Re: Regex Clarifications
From: Mark Davis
Date: 2011-02-10
Here are some requested clarifications, on the basis of discussions on the i18n-dev email list.
1. RL1.1 Hex Notation
To meet this requirement, an implementation shall supply a mechanism for specifying any Unicode code point (from U+0000 to U+10FFFF).
It should be made clear that the syntax must allow use of the hex notation for the Unicode code point rather than the corresponding code units for UTF-16 or UTF-8, so syntax like \x{D800}\x{DC00} or \x{F0}\x{90}\x{80}\x{80} do not meet this requirement.
2. RL1.7 Supplementary Code Points
To meet this requirement, an implementation shall handle the full
range of Unicode code points, including values from U+FFFF to
U+10FFFF. In particular, where UTF-16 is used, a sequence
consisting of a leading surrogate followed by a trailing surrogate
shall be handled as a single code point in matching.
Add a note that it is permissible but not required to match an isolated surrogate code point (such as \x{D800}, in text that supports it (Unicode 16-bit strings and Unicode 32-bit characters).
3. Conformance clause 0
C0. An implementation claiming conformance to this
specification at any Level shall identify the version of
this specification and the version of the Unicode Standard.

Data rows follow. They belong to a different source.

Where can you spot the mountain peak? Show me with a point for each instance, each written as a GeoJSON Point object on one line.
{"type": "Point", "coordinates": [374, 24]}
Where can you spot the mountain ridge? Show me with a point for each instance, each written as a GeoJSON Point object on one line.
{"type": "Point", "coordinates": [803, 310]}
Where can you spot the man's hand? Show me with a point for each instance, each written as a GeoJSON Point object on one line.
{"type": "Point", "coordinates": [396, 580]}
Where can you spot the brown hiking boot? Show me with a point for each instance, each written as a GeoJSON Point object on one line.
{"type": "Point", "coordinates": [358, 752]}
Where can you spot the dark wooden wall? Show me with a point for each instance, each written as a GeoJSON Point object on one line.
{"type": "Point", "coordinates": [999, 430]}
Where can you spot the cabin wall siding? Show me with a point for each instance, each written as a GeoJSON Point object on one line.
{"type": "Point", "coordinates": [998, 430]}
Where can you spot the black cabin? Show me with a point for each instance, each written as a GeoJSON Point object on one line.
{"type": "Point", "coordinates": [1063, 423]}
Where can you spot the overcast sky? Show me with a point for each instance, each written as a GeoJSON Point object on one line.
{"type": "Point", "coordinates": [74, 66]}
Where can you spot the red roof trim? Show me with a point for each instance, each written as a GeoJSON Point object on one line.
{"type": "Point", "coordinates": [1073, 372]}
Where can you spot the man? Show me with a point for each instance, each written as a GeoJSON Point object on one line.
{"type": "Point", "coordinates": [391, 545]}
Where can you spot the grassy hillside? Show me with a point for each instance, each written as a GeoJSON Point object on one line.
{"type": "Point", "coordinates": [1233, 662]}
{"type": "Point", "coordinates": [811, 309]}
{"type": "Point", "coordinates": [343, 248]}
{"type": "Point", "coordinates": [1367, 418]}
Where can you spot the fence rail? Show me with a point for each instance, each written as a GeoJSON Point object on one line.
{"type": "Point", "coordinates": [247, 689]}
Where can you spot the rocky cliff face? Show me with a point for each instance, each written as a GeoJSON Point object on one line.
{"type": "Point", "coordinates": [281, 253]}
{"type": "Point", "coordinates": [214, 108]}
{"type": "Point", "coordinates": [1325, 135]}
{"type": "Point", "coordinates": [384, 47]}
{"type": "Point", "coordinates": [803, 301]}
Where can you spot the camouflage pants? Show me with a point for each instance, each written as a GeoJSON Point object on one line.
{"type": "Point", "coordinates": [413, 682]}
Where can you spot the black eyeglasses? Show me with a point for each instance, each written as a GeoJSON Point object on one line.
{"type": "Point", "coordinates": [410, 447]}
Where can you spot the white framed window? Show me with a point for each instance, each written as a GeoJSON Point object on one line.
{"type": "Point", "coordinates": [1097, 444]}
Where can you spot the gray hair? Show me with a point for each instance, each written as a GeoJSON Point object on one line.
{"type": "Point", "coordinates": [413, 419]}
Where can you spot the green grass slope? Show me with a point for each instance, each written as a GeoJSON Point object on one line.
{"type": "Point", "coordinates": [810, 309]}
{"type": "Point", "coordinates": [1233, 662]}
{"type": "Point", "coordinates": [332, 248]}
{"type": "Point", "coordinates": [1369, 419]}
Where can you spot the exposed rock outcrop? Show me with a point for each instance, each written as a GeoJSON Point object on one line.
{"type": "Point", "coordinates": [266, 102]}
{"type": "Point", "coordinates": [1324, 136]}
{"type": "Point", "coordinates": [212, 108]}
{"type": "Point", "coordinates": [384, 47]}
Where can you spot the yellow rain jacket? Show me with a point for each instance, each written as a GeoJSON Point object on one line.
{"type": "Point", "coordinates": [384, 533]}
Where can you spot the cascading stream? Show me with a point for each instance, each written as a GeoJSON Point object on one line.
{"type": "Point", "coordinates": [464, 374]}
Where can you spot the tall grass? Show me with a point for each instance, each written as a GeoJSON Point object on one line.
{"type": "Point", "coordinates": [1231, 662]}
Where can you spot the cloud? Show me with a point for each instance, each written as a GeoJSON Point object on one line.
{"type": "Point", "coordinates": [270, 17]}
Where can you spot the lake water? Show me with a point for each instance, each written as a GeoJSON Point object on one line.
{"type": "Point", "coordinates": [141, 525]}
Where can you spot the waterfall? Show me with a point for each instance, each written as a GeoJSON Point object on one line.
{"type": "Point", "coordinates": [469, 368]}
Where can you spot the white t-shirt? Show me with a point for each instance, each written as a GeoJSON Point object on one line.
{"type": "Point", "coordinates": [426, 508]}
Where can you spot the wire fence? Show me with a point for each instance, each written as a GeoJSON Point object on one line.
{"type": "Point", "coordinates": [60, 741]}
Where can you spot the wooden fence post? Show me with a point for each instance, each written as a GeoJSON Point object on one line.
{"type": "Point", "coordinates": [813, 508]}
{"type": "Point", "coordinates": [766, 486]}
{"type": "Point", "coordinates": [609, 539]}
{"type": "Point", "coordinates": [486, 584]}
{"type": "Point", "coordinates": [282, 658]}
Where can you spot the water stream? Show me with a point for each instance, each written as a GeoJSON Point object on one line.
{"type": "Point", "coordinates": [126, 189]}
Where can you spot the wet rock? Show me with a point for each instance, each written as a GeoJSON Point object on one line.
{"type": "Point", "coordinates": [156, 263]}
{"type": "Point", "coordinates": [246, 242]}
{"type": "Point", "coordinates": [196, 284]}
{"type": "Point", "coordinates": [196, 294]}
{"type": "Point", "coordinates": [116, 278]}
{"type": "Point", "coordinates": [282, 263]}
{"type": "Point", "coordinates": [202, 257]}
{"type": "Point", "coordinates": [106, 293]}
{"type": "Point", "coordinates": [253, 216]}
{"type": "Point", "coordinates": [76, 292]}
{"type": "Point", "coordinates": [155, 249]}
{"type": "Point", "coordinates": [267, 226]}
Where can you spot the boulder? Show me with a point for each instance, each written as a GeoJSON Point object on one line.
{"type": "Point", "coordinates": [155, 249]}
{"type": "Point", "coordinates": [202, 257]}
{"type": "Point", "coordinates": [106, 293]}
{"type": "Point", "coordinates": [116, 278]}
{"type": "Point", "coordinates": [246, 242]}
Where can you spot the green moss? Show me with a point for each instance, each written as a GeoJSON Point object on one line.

It is unclear that we want to require the specific version of Unicode.
4. RL1.2 Properties
To meet this requirement, an implementation shall provide at
least a minimal list of properties, consisting of the following:
Make it even clearer that in order to meet this requirement, the implementation has to satisfy the Unicode definition of these, not others. However, the names used for the properties might need to be different for compatibility. For example, if a regex engine already has “Alphabetic”, for compatibility it may need a different name, such as “Unicode_Alphabetic”
5. In addition, I think we should add a new Level 2 condition.
Add this to the proposed update UTS#18:
RL2.7 Full Property Support
To meet this requirement, an implementation shall provide all Unicode properties listed below.
This list will be populated by including the properties in Table 7. Property Index by Scope of Use (http://www.unicode.org/reports/tr44/#Property_Index), with the following exceptions:
Ed Note: Feedback is requested on whether exceptions should be added.